3.Difficulty with cancer care and related factors among nurses at Tohoku University Hospital
Mitsunori Miyashita ; Mai Onodera ; Makiko Kumata ; Noriko Ogiri ; Reiko Asano ; Kimiyo Ogasawara ; Akiko Goto ; Hiroko Shibata ; Yumi Syoji ; Mieko Sengoku ; Kazuko Yamauti ; Noriko Monma
Palliative Care Research 2014;9(3):158-166
The purposes of this study were to describe nurses’ difficulty with cancer care and explore factors related to the difficulty of cancer care. Self-reported questionnaires were distributed to 512 nurses who are engaged in cancer care at Tohoku University Hospital. Responses from 344 (67%) nurses were subjected to analysis. The results revealed that nurses felt that “communication” was the most difficult aspect of cancer nursing followed by “hospital system and regional alliances” and “knowledge and skill.” Nurses did not feel that “collaboration with doctors” “disclosure and explanation of disease” or “death and dying” had particularly high levels of difficulty, however, their levels of difficulty could be improved.

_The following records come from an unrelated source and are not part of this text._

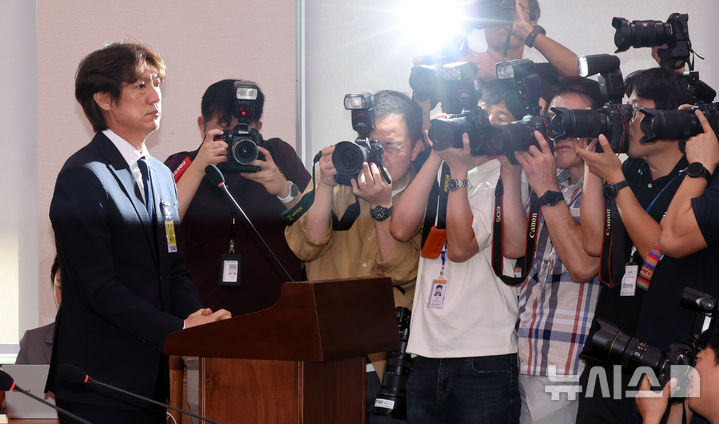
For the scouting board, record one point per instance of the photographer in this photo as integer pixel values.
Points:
(507, 41)
(703, 391)
(215, 237)
(690, 224)
(557, 300)
(331, 247)
(652, 173)
(466, 368)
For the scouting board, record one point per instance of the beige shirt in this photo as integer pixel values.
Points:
(354, 252)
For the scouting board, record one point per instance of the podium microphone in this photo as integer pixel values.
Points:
(75, 375)
(215, 176)
(7, 384)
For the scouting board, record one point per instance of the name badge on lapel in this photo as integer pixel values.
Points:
(169, 227)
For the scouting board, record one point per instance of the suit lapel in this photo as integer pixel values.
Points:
(117, 165)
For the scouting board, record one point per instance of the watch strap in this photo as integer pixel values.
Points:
(529, 42)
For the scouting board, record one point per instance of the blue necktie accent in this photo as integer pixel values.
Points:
(146, 182)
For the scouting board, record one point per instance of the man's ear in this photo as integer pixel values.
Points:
(201, 125)
(103, 99)
(418, 145)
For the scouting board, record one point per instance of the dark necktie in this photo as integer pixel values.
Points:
(146, 182)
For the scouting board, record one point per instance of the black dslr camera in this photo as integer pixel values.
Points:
(674, 33)
(610, 345)
(493, 140)
(349, 156)
(612, 119)
(242, 141)
(392, 396)
(682, 124)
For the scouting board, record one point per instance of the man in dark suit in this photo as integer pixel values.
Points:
(114, 212)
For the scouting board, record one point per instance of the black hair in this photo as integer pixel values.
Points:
(53, 270)
(710, 339)
(219, 101)
(583, 87)
(664, 87)
(387, 102)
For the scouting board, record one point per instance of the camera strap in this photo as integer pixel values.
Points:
(612, 260)
(525, 263)
(435, 214)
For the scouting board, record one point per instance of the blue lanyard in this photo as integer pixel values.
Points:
(660, 192)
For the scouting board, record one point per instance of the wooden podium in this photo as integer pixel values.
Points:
(299, 361)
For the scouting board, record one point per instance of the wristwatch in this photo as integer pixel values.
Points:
(533, 35)
(455, 184)
(611, 190)
(380, 213)
(293, 192)
(550, 198)
(696, 170)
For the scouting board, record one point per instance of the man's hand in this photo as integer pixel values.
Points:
(652, 405)
(460, 161)
(703, 147)
(521, 27)
(605, 165)
(212, 151)
(539, 166)
(269, 175)
(205, 316)
(327, 168)
(370, 186)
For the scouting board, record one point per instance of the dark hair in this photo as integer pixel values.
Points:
(106, 69)
(54, 268)
(710, 339)
(387, 102)
(584, 87)
(661, 85)
(219, 101)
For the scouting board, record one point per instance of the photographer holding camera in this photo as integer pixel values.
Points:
(557, 300)
(506, 41)
(703, 391)
(345, 232)
(216, 240)
(653, 172)
(466, 364)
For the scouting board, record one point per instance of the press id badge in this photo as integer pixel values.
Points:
(169, 227)
(629, 281)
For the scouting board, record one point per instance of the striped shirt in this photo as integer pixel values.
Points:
(555, 313)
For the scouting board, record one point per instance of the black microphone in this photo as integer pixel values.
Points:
(75, 375)
(215, 176)
(7, 384)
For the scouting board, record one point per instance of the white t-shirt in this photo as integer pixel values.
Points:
(479, 312)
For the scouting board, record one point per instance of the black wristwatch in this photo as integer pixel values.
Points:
(696, 170)
(454, 184)
(611, 190)
(550, 198)
(533, 35)
(380, 213)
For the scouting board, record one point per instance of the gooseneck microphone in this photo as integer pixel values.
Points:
(215, 176)
(75, 375)
(7, 384)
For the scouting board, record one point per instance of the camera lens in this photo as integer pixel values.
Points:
(348, 158)
(244, 151)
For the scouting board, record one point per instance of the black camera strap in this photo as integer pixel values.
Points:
(437, 204)
(525, 263)
(612, 260)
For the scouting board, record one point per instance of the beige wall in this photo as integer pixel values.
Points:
(201, 42)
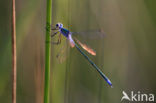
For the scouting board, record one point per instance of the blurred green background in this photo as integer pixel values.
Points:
(126, 54)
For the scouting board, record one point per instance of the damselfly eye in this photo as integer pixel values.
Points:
(57, 25)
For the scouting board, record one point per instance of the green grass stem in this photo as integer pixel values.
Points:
(47, 52)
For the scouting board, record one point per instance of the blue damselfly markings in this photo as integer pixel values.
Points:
(68, 35)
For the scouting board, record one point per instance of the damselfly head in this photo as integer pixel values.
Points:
(59, 25)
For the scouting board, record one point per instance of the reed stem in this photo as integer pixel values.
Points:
(14, 67)
(47, 52)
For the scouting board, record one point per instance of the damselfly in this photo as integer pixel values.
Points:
(73, 43)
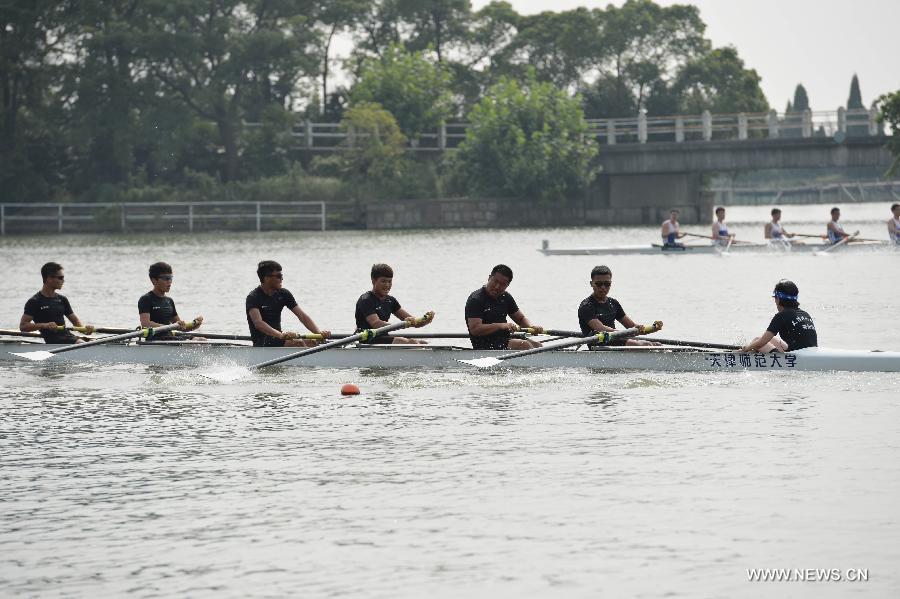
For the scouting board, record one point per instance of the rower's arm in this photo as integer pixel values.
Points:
(479, 328)
(26, 324)
(260, 325)
(307, 321)
(760, 342)
(596, 325)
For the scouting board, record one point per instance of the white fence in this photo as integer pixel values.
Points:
(325, 137)
(161, 217)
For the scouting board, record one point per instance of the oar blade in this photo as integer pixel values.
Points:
(38, 356)
(482, 362)
(226, 376)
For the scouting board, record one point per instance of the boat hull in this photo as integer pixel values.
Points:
(431, 357)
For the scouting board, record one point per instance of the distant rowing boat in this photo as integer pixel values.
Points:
(193, 354)
(659, 249)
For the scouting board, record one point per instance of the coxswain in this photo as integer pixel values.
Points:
(486, 312)
(599, 312)
(791, 328)
(721, 236)
(156, 309)
(670, 232)
(264, 306)
(894, 224)
(835, 232)
(774, 230)
(47, 310)
(374, 308)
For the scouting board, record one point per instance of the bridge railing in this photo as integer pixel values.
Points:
(325, 137)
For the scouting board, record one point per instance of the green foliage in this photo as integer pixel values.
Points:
(528, 141)
(718, 82)
(409, 86)
(889, 113)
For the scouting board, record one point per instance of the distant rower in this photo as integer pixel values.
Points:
(374, 308)
(47, 310)
(157, 309)
(670, 231)
(721, 236)
(599, 312)
(793, 325)
(486, 312)
(835, 231)
(894, 224)
(264, 306)
(774, 230)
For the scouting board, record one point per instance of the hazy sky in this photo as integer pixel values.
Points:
(819, 43)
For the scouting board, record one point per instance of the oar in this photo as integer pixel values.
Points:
(362, 336)
(685, 343)
(43, 355)
(838, 244)
(604, 337)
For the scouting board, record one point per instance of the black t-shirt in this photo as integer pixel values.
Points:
(607, 312)
(490, 311)
(795, 327)
(50, 309)
(369, 303)
(161, 310)
(270, 307)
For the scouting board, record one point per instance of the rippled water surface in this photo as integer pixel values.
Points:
(137, 480)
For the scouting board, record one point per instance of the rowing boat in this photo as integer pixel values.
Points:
(659, 249)
(194, 354)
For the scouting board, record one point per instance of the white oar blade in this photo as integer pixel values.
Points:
(482, 362)
(226, 376)
(37, 356)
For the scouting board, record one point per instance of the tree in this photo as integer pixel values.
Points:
(889, 112)
(801, 100)
(409, 86)
(527, 140)
(854, 102)
(718, 82)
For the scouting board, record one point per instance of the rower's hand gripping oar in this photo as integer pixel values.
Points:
(43, 355)
(362, 336)
(603, 337)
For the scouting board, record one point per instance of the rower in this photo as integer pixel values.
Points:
(599, 312)
(156, 309)
(486, 312)
(774, 230)
(45, 310)
(793, 325)
(894, 224)
(670, 231)
(835, 231)
(721, 236)
(264, 306)
(374, 308)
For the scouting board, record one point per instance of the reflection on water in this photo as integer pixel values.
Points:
(451, 482)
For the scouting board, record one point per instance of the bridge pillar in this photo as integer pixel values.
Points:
(742, 126)
(773, 124)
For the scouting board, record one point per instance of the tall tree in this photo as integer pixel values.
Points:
(854, 102)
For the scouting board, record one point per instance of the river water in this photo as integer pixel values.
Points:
(133, 480)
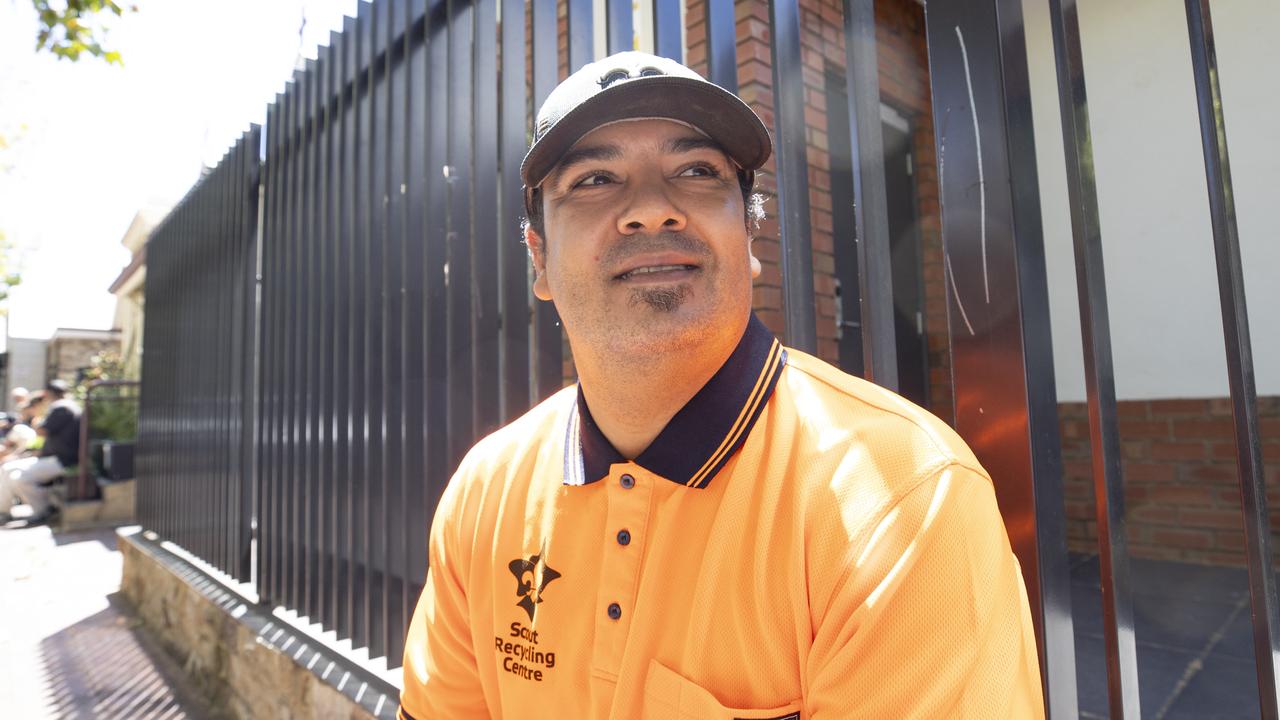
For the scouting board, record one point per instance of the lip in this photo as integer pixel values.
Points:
(668, 265)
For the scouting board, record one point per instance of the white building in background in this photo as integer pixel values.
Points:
(26, 365)
(128, 286)
(1166, 328)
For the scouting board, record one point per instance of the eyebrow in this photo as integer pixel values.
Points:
(693, 142)
(579, 155)
(589, 153)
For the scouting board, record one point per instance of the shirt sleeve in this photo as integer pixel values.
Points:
(440, 674)
(929, 618)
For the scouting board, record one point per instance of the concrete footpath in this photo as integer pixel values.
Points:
(69, 647)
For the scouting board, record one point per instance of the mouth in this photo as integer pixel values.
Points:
(658, 273)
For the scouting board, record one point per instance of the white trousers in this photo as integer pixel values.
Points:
(19, 479)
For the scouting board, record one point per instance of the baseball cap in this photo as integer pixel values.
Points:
(630, 86)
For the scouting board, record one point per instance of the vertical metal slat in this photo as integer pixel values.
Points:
(1239, 354)
(792, 163)
(1098, 373)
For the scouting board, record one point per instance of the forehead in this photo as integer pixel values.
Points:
(644, 137)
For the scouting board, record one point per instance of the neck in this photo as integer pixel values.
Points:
(632, 402)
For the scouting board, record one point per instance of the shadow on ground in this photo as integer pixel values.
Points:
(106, 666)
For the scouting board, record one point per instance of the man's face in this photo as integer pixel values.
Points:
(645, 240)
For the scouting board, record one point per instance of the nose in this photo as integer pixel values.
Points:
(650, 209)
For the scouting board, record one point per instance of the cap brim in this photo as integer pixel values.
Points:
(707, 106)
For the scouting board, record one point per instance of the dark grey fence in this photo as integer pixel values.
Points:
(195, 429)
(396, 323)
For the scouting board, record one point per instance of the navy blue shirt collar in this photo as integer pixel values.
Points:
(703, 436)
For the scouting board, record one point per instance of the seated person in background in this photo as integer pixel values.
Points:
(17, 437)
(33, 409)
(26, 478)
(18, 397)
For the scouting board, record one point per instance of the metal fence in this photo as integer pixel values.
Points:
(397, 327)
(196, 415)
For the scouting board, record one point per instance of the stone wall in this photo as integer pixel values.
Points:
(242, 659)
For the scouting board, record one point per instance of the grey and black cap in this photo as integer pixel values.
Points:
(630, 86)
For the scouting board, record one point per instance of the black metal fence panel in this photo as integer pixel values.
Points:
(196, 418)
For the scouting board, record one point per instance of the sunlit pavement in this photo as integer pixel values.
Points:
(67, 646)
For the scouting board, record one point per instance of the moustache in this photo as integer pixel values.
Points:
(626, 247)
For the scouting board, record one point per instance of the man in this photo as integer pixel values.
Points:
(708, 524)
(27, 478)
(18, 397)
(17, 434)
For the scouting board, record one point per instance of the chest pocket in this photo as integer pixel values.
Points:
(668, 696)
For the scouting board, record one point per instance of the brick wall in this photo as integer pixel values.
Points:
(905, 86)
(1182, 487)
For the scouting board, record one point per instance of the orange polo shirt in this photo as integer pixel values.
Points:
(796, 543)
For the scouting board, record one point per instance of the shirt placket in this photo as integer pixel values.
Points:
(630, 491)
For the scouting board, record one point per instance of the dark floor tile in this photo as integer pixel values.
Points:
(1087, 610)
(1159, 578)
(1159, 671)
(1238, 639)
(1174, 621)
(1178, 621)
(1198, 583)
(1225, 688)
(1084, 569)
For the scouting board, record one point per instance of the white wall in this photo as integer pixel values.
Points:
(1166, 328)
(27, 359)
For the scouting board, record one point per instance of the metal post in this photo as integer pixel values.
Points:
(1002, 360)
(1098, 373)
(667, 36)
(721, 44)
(1239, 355)
(621, 32)
(792, 162)
(871, 214)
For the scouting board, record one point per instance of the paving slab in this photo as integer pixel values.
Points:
(69, 647)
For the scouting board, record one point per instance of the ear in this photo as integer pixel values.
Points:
(538, 255)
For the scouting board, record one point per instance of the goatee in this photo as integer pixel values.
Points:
(663, 299)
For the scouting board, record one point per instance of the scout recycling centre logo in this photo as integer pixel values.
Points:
(533, 575)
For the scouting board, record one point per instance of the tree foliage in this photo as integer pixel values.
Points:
(115, 409)
(74, 27)
(8, 277)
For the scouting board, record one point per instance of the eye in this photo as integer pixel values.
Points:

Greater difficulty with cancer care was reported by nurses working on the general ward and nurses with limited cancer care experience in the last year. Communication skill training,education (especially for less experienced nurses), expansion of palliative care, and restructuring of discharge planning and regional collaboration systems might contribute to decreasing nurses’ difficulty with cancer care.